15:00:20 <tidwellr> #startmeeting neutron_l3
15:00:21 <mlavalle> o/
15:00:24 <haleyb> hi
15:00:25 <openstack> Meeting started Thu Aug  4 15:00:20 2016 UTC and is due to finish in 60 minutes.  The chair is tidwellr. Information about MeetBot at http://wiki.debian.org/MeetBot.
15:00:26 <openstack> Useful Commands: #action #agreed #help #info #idea #link #topic #startvote.
15:00:28 <openstack> The meeting name has been set to 'neutron_l3'
15:00:42 <tidwellr> #chair mlavalle carl_baldwin
15:00:42 <openstack> Current chairs: carl_baldwin mlavalle tidwellr
15:01:19 <carl_baldwin> o/
15:01:44 <tidwellr> calr_baldwin is here, we do announcements! j/k
15:01:46 <tidwellr> #topic Announcements
15:03:34 <tidwellr> mid-cycle is coming 17th-19th
15:03:41 <tidwellr> #link https://etherpad.openstack.org/p/newton-neutron-midcycle
15:04:32 <tidwellr> anybody have a sense for what some of the hot topics might be?
15:05:12 <carl_baldwin> There have been some ML posts. There are lots of topics.
15:05:39 <carl_baldwin> Etherpad has a lot of info on it.
15:05:59 <haleyb> https://etherpad.openstack.org/p/newton-neutron-midcycle-workitems
15:06:00 <tidwellr> I asked because I didn't see much other than travel info in the etherpad
15:06:10 <haleyb> tidwellr: ^^
15:06:11 <tidwellr> ah, that's the one I was looking for
15:06:32 <carl_baldwin> You're right. I might have been thinking of another page.
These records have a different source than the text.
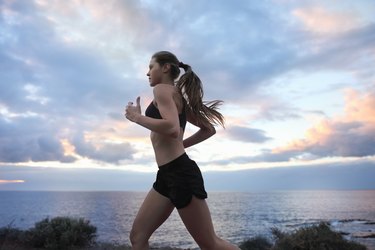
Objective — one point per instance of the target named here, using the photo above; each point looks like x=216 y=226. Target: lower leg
x=148 y=220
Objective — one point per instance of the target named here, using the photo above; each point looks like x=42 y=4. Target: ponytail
x=192 y=90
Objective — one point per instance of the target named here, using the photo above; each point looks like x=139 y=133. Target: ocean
x=236 y=215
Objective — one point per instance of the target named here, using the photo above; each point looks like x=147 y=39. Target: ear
x=166 y=67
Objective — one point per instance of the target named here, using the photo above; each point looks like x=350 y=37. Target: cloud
x=68 y=67
x=11 y=181
x=109 y=152
x=321 y=20
x=351 y=134
x=245 y=134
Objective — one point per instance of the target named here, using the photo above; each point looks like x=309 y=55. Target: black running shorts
x=179 y=180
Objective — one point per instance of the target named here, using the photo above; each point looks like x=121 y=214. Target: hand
x=132 y=112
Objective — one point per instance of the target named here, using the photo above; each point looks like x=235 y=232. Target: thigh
x=154 y=210
x=197 y=219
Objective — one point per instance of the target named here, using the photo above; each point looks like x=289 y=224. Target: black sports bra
x=153 y=112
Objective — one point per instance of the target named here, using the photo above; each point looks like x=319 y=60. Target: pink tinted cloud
x=351 y=134
x=11 y=181
x=321 y=20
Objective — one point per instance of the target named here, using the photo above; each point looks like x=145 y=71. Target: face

15:06:34 <john-davidge> ah, haleyb beat me to it
15:06:47 <haleyb> and seeing the inside of pubs is a work item for some
15:06:49 <carl_baldwin> Yep, that page.
15:07:22 <carl_baldwin> The two should be cross-linked.
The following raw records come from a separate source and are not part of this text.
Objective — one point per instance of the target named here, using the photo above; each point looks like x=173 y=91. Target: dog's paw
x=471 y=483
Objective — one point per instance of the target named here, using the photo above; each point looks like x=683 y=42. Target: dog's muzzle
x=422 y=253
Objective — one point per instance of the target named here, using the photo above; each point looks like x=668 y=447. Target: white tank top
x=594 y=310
15:07:51 <mlavalle> haleyb: you not going?
15:08:48 <haleyb> mlavalle: no, on vacation with family that week, although i'll try to be online for some
15:09:13 <mlavalle> :-(
15:09:34 <mlavalle> Enjoy the vacation though!
15:09:48 <haleyb> yes, i tried to have the vacation moved to IE
15:10:39 <tidwellr> any more announcements?
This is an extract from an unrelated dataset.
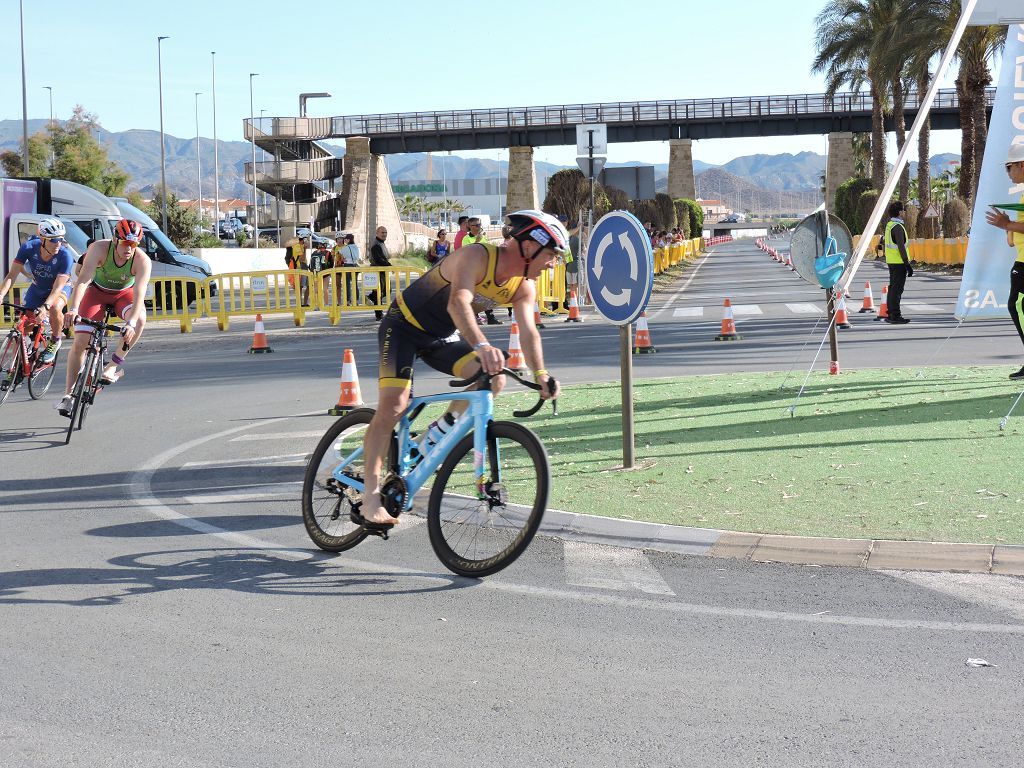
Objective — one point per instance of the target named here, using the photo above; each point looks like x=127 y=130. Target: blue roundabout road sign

15:11:35 <tidwellr> alright, moving on
15:11:41 <tidwellr> #topic Bugs
15:12:20 <tidwellr> looking at the agenda https://etherpad.openstack.org/p/neutron-l3-subteam, it looks like we should go over potential backports
15:12:27 <HenryG> I would like to highlight one bug
15:12:42 <HenryG> Bug 1562878
15:12:42 <openstack> bug 1562878 in neutron "L3 HA: Unable to complete operation on subnet" [High,Confirmed] https://launchpad.net/bugs/1562878 - Assigned to Ann Taraday (akamyshnikova)
15:13:23 * carl_baldwin looks...
15:14:03 <HenryG> It has been occuring regularly in the check/gate since July 24.
15:15:02 <carl_baldwin> HenryG: Should it be critical?
15:15:27 <carl_baldwin> Most gate failures are treated as critical. Especially if they're occurring regularly.
15:15:50 <HenryG> carl_baldwin: the recurrence is low enough that a recheck usually passes
15:16:06 <HenryG> But I am leaning towards critical
15:16:48 <carl_baldwin> HenryG: Do you have a logstash query URL you've been using?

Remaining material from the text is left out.